We have considered Rocco's argument that the bankruptcy court was without jurisdiction as a result of the dismissal of Harold Morrison as Chapter X trustee and the appointment of David Cuvrell as receiver in bankruptcy, and we find this argument to be without merit for the reasons stated by Judge Harvey in his reported opinion.
Accordingly, the findings of the District Court that the bankruptcy court has jurisdiction over the controversy herein is affirmed and the case is remanded for further proceedings.
The costs of this appeal are taxed against appellant.
Honorable Eugene E. Siler, Jr., Judge, United States District Court for the Eastern and Western Districts of Kentucky, sitting by designation
Section 23 of the Bankruptcy Act, 11 U.S.C. § 46, provides as follows:
§ 23. Jurisdiction of United States and State Courts.
a. The United States district courts shall have jurisdiction of all controversies at law and in equity, as distinguished from proceedings under this Act, between receivers and trustees as such and adverse claimants, concerning the property acquired or claimed by the receivers or trustees, in the same manner and to the same extent as though such proceedings had not been instituted and such controversies had been between the bankrupts and such adverse claimants.
b.

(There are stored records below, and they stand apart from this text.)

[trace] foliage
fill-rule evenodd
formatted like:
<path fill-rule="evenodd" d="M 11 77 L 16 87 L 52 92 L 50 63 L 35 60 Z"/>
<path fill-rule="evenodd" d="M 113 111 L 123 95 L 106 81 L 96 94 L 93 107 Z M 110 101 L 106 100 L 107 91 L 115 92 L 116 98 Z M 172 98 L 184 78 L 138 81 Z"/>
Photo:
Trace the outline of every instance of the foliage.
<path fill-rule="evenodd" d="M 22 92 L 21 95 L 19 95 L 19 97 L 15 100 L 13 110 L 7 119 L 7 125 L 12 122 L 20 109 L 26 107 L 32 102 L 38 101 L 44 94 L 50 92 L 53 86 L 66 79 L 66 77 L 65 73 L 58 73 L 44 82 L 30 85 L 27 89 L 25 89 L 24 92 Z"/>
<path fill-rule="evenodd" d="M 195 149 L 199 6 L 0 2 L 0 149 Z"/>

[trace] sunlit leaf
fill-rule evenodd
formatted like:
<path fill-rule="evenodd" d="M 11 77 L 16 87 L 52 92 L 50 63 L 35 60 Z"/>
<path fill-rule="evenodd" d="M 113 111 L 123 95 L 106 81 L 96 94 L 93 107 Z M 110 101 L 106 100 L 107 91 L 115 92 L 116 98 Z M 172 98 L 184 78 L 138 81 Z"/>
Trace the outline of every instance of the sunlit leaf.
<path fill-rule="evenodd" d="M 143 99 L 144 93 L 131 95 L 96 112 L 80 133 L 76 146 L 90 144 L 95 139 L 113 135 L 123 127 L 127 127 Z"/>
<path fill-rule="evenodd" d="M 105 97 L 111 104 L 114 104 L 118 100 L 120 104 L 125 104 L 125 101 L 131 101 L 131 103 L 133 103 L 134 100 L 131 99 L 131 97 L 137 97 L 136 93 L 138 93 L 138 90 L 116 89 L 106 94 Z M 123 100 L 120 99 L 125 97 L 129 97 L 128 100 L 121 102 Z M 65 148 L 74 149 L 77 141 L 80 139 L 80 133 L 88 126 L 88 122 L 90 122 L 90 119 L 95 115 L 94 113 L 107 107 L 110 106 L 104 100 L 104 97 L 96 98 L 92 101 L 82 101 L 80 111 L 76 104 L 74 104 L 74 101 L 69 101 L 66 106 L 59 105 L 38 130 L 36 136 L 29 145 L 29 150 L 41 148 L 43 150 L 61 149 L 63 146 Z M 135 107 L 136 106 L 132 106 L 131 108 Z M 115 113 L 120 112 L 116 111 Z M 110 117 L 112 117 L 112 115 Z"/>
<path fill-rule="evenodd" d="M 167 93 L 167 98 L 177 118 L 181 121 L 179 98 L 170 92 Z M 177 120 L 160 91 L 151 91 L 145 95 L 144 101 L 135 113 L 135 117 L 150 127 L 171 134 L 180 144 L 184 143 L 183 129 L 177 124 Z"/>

Suits by the receiver and the trustee shall be brought or prosecuted only in the courts where the bankrupt might have brought or prosecuted them if proceedings under this Act had not been instituted, unless by consent of the defendant, except as provided in sections 60, 67, and 70 of this Act.
Section 2a(7) of the bankruptcy act grants to "courts of bankruptcy" (which includes by definition under § 1(10) of the Act United States district courts) such jurisdiction at law and equity as will enable them to "Cause the estates of bankrupts to be collected, reduced to money, and distributed, and determine controversies in relation thereto, except as herein otherwise provided, . . . ."
Section 114 of the bankruptcy act incorporates the general grant of jurisdiction contained in § 2a(7) into the framework of reorganization under Chapter X, to the extent that this incorporation is not inconsistent with the separate provisions of Chapter X:
Sec. 114. Upon the approval of a petition, the jurisdiction, powers, and duties of the court and of its officers, where not inconsistent with the provisions of this chapter, shall be the same as in a bankruptcy proceeding upon adjudication.
Section 23, quoted in n. 1, is the key exception to federal court jurisdiction acknowledged in the "except as herein otherwise provided" language of § 2a(7). In straight bankruptcy proceedings, § 23 is of much significance in determining the proper forum for actions by trustees and receivers. See 2 Collier P 23.01 et seq. (14th ed.). Section 23 is not applicable to Chapter X proceedings, See n. 5, infra
Section 102 reads in part:
Sec. 102. The provisions of chapters I to VII, inclusive, of this Act shall, insofar as they are not inconsistent or in conflict with the provisions of this chapter, apply in proceedings under this chapter: Provided, however, That section 23, subsections h and n of section 57, section 64, and subdivision f of section 70, shall not apply in such proceedings unless an order shall be entered directing that bankruptcy be proceeded with pursuant to the provisions of chapters I to VII, inclusive.